What is Innovation, Anyway?

I have been a judge for the MAX Awards for several years, but I am writing this for myself and do not represent the opinions of the Georgia State Marketing Roundtable.I can tell you that the Marketing Roundtable meeting in January when we judge the entries is one of the most interesting and liveliest meetings of the year.At some point in the discussion of an entry, it always happens that one of the Members will ask “Is this really innovation?”A very good question!

Wikipedia, the free online encyclopedia, identifies several types of innovation.mThe types that we most frequently encounter in evaluating the MAX award entries are:

Business model innovation - changing the way business is done in terms of capturing value.

Marketing innovation – developing new marketing methods with improvement in product design or packaging, product promotion or pricing.

Organizational innovation – creating or altering business structures, practices, and models, (may include process, marketing and business model innovation).

Process innovation - implementing new or significantly improved production or delivery method.

Product or service innovation - introducing a good or service that is new or substantially improved in functional characteristics, technical capabilities ease of use, or any other dimension.

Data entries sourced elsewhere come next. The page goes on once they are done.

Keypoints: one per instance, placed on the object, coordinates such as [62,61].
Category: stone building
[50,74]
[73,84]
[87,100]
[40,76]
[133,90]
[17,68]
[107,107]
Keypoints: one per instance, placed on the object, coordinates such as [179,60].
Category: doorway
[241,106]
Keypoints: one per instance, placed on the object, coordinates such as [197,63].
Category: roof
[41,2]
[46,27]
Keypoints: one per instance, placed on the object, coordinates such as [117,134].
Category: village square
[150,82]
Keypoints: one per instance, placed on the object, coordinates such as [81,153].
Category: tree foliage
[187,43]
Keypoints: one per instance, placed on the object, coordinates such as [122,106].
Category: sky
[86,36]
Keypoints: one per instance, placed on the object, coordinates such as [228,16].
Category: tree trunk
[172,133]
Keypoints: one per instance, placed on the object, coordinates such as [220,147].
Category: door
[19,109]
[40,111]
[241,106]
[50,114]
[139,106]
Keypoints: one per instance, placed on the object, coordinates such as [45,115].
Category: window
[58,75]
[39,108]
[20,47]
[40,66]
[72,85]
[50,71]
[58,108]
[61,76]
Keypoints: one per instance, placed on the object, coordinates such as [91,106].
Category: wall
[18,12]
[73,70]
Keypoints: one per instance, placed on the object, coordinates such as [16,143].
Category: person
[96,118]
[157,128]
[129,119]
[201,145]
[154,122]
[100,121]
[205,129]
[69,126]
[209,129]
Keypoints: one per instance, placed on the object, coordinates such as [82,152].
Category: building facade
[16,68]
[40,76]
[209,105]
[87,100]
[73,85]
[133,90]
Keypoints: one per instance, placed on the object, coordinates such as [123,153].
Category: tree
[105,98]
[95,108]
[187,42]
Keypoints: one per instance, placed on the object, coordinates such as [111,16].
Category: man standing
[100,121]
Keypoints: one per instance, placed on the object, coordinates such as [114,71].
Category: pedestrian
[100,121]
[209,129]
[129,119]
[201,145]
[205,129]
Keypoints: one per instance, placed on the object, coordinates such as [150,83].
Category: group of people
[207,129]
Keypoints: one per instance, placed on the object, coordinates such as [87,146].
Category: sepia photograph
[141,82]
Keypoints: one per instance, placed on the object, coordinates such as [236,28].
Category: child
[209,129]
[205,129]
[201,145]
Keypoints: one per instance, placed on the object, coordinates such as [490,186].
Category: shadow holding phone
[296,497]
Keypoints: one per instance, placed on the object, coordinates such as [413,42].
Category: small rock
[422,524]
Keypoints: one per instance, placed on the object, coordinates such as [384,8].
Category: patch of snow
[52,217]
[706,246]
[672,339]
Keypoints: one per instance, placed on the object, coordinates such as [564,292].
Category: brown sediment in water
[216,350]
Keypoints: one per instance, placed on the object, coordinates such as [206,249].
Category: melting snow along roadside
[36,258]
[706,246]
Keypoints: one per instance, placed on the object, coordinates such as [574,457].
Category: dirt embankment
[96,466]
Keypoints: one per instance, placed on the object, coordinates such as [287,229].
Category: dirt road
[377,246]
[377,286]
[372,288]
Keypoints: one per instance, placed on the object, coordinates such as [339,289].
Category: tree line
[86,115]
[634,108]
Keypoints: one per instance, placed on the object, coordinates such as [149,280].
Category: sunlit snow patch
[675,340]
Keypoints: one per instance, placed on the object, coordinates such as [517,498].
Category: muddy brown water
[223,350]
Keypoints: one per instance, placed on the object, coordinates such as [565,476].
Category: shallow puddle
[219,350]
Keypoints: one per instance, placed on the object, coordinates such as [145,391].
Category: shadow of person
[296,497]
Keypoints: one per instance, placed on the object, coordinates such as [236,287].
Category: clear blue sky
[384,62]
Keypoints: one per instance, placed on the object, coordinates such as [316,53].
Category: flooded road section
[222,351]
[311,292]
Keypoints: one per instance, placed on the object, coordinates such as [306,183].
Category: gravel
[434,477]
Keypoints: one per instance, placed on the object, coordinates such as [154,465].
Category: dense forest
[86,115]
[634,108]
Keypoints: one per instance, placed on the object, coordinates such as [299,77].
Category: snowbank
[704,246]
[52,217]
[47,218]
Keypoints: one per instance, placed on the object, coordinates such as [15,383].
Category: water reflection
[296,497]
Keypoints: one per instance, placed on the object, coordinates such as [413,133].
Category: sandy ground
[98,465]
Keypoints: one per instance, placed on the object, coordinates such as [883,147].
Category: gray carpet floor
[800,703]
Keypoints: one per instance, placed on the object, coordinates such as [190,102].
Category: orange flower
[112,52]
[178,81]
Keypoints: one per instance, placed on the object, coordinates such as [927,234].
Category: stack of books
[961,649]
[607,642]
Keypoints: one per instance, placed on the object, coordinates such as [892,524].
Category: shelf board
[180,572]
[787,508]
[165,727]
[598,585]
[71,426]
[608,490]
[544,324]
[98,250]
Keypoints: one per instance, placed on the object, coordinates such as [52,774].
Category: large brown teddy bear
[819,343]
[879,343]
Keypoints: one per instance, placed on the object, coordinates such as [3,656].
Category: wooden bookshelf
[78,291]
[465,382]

Perhaps the innovation model we struggle with the most is the application of any type of innovation from one industry to a different industry or to a new market segment.  While this sort of “copying” may not seem to meet the criteria of pure innovation, we do include these situations as innovations.  Certainly the ability to see beyond one’s boundaries and to have the vision and foresight to apply the tools and techniques of one industry/market segment to another often leads to the delivery of increased value, improved business structures and efficiencies for the new application.  And if that’s not the purpose of innovation, what is?

 –Debra Semans


Max Awards Criteria

The Marketing Awards for Excellence—the MAX Awards—use a short but surprisingly stringent set of criteria. The innovation must be a new product, new service, or new way to market. It must be introduced by a Georgia company or be introduced in Georgia in the prior calendar year. The innovation must have demonstrated results. Excelling within these criteria is a challenge, which explains why so few MAX Awards are handed out. Judging whether an entry meets these criteria can be quite a challenge, too.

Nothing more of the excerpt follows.